Então ontem à noite, o tal Clássico das Multidões (sic) levou apenas 26.917 almas à arena multiuso. Muito pouco para o tamanho das torcidas aqui envolvidas. Mas já o suficiente para fazer com que boa parte dos interessados tenha conseguido ocupar sua cadeirinha com a bola já rolando.
E, cá entre nós, Flamengo x Vasco estava bem mais divertido do lado de fora. Com as filas gigantes a se perderem em voltas pelo asfalto, flamenguistas e vascaínos acabaram resignadamente espiando a partida com os ouvidos.
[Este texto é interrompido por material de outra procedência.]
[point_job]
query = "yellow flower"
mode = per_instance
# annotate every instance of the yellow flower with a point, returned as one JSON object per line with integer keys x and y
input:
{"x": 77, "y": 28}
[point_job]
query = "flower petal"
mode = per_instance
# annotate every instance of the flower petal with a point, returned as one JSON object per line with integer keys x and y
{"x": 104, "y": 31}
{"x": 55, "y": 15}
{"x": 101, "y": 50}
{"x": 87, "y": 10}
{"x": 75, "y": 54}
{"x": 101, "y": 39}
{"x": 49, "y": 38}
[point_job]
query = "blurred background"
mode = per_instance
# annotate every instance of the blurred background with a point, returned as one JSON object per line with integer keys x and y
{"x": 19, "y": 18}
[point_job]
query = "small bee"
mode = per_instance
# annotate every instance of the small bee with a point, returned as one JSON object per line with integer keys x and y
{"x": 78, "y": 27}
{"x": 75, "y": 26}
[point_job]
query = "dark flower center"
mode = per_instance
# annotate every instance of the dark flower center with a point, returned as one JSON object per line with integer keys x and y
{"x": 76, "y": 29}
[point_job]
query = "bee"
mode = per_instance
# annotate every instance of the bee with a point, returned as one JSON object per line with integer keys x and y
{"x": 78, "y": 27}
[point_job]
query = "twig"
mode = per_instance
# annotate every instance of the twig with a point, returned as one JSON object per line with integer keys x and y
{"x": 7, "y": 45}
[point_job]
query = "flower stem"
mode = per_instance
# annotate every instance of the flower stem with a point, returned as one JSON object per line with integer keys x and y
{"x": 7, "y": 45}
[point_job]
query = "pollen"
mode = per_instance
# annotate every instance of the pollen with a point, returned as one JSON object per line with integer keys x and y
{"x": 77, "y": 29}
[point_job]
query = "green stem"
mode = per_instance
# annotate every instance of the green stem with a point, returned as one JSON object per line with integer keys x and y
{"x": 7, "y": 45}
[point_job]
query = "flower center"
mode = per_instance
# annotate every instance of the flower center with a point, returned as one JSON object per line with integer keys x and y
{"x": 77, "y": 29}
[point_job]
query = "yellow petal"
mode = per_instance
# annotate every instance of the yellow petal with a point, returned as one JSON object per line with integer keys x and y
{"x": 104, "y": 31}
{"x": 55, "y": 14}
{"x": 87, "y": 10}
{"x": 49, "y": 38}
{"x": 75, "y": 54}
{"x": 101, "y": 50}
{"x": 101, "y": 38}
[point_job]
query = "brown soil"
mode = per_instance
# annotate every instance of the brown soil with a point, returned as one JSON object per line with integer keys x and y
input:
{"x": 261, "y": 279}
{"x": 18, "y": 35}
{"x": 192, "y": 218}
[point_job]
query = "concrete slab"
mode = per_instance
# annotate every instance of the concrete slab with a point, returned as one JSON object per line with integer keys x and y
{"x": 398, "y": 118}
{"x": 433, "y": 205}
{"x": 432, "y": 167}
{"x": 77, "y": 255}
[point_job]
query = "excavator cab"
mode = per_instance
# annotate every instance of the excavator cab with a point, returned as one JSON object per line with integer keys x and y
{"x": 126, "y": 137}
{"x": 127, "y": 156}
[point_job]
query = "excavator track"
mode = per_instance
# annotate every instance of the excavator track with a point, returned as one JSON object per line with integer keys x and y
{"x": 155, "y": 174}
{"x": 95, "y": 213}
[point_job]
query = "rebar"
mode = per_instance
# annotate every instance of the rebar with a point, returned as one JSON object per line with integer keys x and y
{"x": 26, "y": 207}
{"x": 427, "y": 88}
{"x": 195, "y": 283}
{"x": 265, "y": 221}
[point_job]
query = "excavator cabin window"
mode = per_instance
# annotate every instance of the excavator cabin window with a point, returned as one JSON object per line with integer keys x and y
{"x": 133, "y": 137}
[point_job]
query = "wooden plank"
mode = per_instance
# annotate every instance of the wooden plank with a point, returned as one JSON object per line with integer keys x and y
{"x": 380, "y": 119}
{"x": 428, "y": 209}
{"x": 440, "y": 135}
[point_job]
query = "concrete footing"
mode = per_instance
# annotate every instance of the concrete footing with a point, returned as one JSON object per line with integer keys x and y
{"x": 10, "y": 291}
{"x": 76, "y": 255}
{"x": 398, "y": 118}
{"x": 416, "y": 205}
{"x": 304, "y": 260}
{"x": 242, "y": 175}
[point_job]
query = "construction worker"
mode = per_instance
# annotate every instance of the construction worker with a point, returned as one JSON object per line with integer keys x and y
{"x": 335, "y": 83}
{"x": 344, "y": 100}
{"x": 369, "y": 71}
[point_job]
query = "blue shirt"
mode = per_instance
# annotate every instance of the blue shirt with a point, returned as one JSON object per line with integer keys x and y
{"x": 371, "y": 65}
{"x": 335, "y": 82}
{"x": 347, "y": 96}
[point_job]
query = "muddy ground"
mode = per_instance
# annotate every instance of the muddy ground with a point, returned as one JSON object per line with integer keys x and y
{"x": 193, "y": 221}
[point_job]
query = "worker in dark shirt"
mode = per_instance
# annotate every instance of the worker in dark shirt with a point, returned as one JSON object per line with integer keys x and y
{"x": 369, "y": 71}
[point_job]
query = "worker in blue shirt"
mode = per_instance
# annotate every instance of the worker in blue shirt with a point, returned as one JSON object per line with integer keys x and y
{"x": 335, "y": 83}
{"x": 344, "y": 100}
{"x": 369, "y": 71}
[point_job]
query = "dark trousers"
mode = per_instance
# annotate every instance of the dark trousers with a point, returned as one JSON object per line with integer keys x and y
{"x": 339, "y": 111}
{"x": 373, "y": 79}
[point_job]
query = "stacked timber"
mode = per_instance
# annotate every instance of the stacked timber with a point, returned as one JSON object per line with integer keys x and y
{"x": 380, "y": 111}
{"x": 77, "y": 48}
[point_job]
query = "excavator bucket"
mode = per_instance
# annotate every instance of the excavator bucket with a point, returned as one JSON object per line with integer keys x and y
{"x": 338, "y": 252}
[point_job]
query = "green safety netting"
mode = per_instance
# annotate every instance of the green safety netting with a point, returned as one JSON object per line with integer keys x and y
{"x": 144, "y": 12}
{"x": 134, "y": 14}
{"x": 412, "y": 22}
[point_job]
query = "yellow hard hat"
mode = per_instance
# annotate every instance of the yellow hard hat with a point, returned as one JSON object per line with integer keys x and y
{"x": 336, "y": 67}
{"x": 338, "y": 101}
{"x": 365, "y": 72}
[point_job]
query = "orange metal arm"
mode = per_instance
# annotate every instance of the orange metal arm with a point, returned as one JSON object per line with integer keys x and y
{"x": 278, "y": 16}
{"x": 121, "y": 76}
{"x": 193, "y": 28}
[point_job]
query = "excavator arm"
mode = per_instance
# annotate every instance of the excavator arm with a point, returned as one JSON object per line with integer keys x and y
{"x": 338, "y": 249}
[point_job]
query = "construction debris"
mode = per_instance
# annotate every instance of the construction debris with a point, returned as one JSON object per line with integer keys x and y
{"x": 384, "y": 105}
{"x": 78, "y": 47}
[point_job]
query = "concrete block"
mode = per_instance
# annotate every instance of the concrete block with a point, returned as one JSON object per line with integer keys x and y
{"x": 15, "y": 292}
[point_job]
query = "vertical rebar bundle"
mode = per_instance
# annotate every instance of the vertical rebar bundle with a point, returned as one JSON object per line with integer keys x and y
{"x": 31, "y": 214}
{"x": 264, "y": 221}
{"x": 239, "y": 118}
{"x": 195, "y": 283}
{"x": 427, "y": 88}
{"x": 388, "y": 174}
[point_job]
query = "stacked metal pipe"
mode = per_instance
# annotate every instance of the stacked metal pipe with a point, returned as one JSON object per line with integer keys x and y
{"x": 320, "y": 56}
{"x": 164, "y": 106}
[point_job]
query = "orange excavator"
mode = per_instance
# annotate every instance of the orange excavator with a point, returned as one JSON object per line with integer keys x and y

Alaridos e gemidos coletivos brotavam do colosso de concreto e inquietavam a rapazida do lado de fora. Os mais hipsters tentavam acompanhar e compreender essa trilha sonora através de twitters e snapchats. Os mais vintage redescobriam o radinho de pilha ou esticavam a vista até o gatonet de algumas das barraquinhas de bebidas & conveniências.
Pou. O Flamengo está em cima do Vasco, hein? Parece que o Martín Silva fechou a porteira. E o Guerrero está jogando? Bola para o Vizeu!… Ah, mas o menino Vizeu está no banco. #ForaMuricy
Cartografia da bola
Enfim vencida a precariedade administrativa de nossos promotores esportivos, o torcedor – que ali deixou ao menos R$ 57,50 + dois quilos de alimentos não-perecíveis – enfim poderia ter diante dos olhos tudo aquilo que já estava a ouvir de longe. E como não se deixar tomar por certa decepção?
Conforme já esmiuçamos aqui neste “Metrópoles”, Flamengo e Vasco brindaram a torcida candanga com muita correria e pouca bola. O empate em 1 x 1 foi um castigo para as intenções flamengas, um tanto mais preocupadas com a tabela do Campeonato Carioca do que o Vasco, invicto e tranquilão, seguindo na maciota.
O que se pôde ver ali das arquibancadas do Mané Garrincha, que escapava às transmissões televisivas do gatonet, era o panorama geopolítico da peleja, a cartografia do jogo de bola. Percebia-se claramente que o time de Muricy Ramalho estava diluído pelo gramado, uma atitude frouxa evidenciada pelos amplos espaços vazios deixados entre cada jogador vestido de vermelho e preto. Enquanto a equipe de Jorginho estava bem mais coesa e compactada, movendo-se em blocos, como pede o protocolo do futebol moderno.
Coitado do Paolo Guerrero. O atacante peruano já tinha passado o dia inteiro tentando cumprir a distância aérea entre Montevidéu e Brasília a tempo de chegar para o clássico. E quando entrou em campo, ele viu os companheiros o deixarem a deriva, perdido entre os beques vascaínos, sem conseguirem dele se aproximar com a eficácia e a frequência esperadas.
Esse desenho tático ficou evidente em meados do segundo tempo. Foi quando o Vasco melhor afinou sua última linha de defesa e foi lentamente subindo com ela em direção ao grande círculo, fechando os espaços para um Flamengo que já estava cansado das pernas. Quando a bola caía sob domínio do Fla, os jogadores simplesmente não tinham para onde prosperar, a linha vascaína avançando para cima deles enquanto os próprios companheiros se deixavam permanecer parados, em vez de se mexer para abrir espaços e dar opções de jogadas.
Muricy Ramalho terá trabalho para quebrar essa atitude. Seu time alterna momentos de ímpeto ofensivo, com escaladas um tanto afobadas ao ataque, e largos momentos de modorra e aparente cansaço tático, técnico, existencial. Já o Vasco parece estar bem tranquilinho com Jorginho. O time já vem jogando junto desde o ano passado e atualmente sobra entre seus pares no Rio de Janeiro, o que não quer dizer muito, convenhamos. Mas o Vasco, esta temporada, pode arriscar a sorte grande na Copa do Brasil enquanto leva o Campeonato Brasileiro da Segunda Divisão sem sobressaltos.